Prime Minister Abdalla Hamdok on Tuesday fired Saleh Ammar, the newly appointed governor of Kassala province, following recent sporadic protests against his appointment that at times turned deadly.
Ammar, who hails from the Beni Amer tribe, was named governor of Kassala in July, when Hamdok appointed civilian governors for the country’s 18 provinces. He was nominated by the pro-democracy movement that was behind the uprising against al-Bashir.
But protests, mainly by a rival tribe that opposed his appointment, barred Ammar from entering Kassala, so he remained in the capital, Khartoum. The demonstrations escalated in August, when at least five people were killed and over three dozen were wounded.
Clashes broke out Wednesday between opposing tribes in the city of Suakin, in neighboring Red Sea province, with six people killed and at least 27 wounded including three in critical conditions, according to the Sudan Doctors’ Committee, which also campaigned for al-Bashir’s ouster. The group said the clashes subsided late Wednesday.
Local authorities imposed 16-hour curfews in Suakin and the city of Port Sudan, hotbeds of deadly clashes, after angry protesters blocked major roads there, according to the official SUNA news agency.
On Tuesday, Sudan’s Central Agency for Statistics said the annual inflation in September rose to 212.29 percent from 166.83 percent in August. The increase was driven by hikes in prices of bread and vegetables, and the jump in transportation fares, it said.
Inflation has been rising even before the military’s overthrow of al-Bashir in April 2019 amid a popular uprising. The economy has suffered from decades of US sanctions and mismanagement under al-Bashir, who had ruled the country since the 1989 Islamist-backed military coup.
The transitional government is struggling to revive the economy amid a huge budget deficit and widespread shortages of essential goods, including fuel, bread and medicine.
Sudan has close to US$60 billion in foreign debt, and debt relief and access to foreign loans are widely seen as its gateway to economic recovery. But access to foreign loans is linked to the removal of sanctions related to the country’s listing by the US as a state sponsor of terror.
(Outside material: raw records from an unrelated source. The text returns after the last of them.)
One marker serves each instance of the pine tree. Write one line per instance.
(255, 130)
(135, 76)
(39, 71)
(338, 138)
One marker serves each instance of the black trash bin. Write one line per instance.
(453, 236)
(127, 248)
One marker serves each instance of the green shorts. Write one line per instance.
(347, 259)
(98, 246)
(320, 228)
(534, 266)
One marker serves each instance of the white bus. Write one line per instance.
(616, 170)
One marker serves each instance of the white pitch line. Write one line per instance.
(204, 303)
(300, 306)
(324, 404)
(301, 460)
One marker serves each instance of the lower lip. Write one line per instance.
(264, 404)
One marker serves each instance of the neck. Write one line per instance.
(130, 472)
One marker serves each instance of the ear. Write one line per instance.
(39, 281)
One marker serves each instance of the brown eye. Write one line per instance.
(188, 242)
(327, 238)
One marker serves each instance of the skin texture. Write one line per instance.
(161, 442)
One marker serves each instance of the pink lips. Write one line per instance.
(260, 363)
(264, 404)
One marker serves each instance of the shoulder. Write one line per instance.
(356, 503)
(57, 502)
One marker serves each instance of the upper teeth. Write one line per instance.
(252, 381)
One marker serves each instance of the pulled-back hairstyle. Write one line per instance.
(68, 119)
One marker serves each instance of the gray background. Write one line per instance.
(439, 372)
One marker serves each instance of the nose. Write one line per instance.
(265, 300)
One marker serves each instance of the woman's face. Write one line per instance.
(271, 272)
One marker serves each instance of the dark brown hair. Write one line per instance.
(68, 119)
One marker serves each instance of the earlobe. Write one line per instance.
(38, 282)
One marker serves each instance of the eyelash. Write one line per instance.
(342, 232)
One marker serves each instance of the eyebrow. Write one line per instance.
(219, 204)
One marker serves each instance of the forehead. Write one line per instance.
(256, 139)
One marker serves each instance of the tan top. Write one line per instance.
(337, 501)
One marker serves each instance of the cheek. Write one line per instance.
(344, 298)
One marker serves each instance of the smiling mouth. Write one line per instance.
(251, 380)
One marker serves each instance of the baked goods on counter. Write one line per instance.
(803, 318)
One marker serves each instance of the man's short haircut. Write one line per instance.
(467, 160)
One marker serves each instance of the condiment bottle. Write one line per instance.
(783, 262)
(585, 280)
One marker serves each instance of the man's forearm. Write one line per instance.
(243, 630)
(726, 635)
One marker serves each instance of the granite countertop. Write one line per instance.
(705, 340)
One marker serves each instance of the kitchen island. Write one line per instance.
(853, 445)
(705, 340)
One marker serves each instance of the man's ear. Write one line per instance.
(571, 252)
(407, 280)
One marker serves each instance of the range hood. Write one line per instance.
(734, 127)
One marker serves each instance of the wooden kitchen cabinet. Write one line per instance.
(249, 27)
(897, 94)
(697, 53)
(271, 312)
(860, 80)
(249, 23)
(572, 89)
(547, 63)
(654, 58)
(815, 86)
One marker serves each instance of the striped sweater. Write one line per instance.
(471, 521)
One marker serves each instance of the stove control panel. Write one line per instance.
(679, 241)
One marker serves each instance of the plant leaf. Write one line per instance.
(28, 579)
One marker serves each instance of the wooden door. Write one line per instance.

President Donald Trump’s administration has linked the removal from the list to normalizing relations with Israel, an issue that has divided the county’s fragile interim government.
The International Monetary Fund last month signed off on the government’s economic reform program, which could eventually allow Sudan to get debt relief and move ahead with rebuilding the battered economy. The reform program includes a gradual lifting of energy subsidies, which eat up 36 percent of the government’s budget.
The national currency has plunged dramatically. The Sudanese pound has been selling for more than 250 to the dollar on the black market, with the official rate remaining at 57 Sudanese pounds to US$1.
The coronavirus pandemic and recent seasonal flash floods have added to the calamity. Authorities in September declared the country a natural disaster area and imposed a three-month state of emergency.